I told Sally, who pretended to be pleased, but the moment my back was turned she carried the phone into the basement, thinking I couldn't hear her down there. And she called her friend and cancelled their visit. Because if Sally couldn't host a lunch to rival her friend's birthday party, then there'd be no visit at all.
And on it went, for two days. Her friend called me. What's going on? she asked? How do I know, I countered? Phone calls, intrigue, lies, dates set up, dates cancelled, over and over. I thought I'd set foot onto an Alfred Hitchcock movie set. Who knew what the hell was going on, and who the hell cared anyway?
After I heard my mother whisper into the phone that she "couldn't possibly visit (her friend) because it was too much hassle for Delia," I realized just how pathetic my mother had become.
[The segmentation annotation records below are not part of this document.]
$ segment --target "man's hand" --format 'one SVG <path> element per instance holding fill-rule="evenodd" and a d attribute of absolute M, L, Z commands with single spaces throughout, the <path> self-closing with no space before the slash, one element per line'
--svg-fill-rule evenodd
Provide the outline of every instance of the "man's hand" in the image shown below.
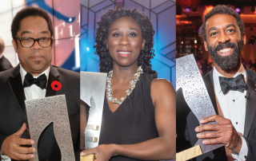
<path fill-rule="evenodd" d="M 207 133 L 198 133 L 199 139 L 211 139 L 202 141 L 203 144 L 220 144 L 224 143 L 226 147 L 232 151 L 239 153 L 242 147 L 242 139 L 230 120 L 220 116 L 214 115 L 200 120 L 202 124 L 216 121 L 218 124 L 198 126 L 195 128 L 197 132 L 213 131 Z"/>
<path fill-rule="evenodd" d="M 86 149 L 80 153 L 81 156 L 95 155 L 95 161 L 108 161 L 114 155 L 114 144 L 102 144 L 94 148 Z"/>
<path fill-rule="evenodd" d="M 35 148 L 21 147 L 20 145 L 32 145 L 34 142 L 32 139 L 22 139 L 21 136 L 26 129 L 24 123 L 22 128 L 13 135 L 6 137 L 1 147 L 2 155 L 16 160 L 28 160 L 34 158 Z"/>

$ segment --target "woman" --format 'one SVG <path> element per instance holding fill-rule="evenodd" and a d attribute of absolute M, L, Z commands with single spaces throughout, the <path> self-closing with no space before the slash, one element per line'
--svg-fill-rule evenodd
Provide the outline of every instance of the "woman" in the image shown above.
<path fill-rule="evenodd" d="M 102 160 L 175 158 L 175 92 L 151 69 L 154 30 L 134 10 L 101 16 L 95 41 L 100 71 L 108 73 L 99 146 L 81 155 Z"/>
She would say anything, and blame anyone, including me, in an attempt to one-up her friend. At the age of 90, and in such a state that she can no longer manage any of her own affairs, Sally in her vanity and jealousy is still trying to out-do her friend. And because I wouldn't jump at her beck-and-call to support this illusion, well, then she'd take me down in her lies, to protect her image.
I am so tired of it all...because this has been my family and this has been my mother. For all these years.
I reflected on much of this with Anthony. But before I had told him all the details, he interjected.
"Your mother is jealous," he said. "I can see that now. She's jealous of her friend, jealous of you."
His assessment is as objective as it could be, I think.
Well, I suppose I'm not insane then. Just tired.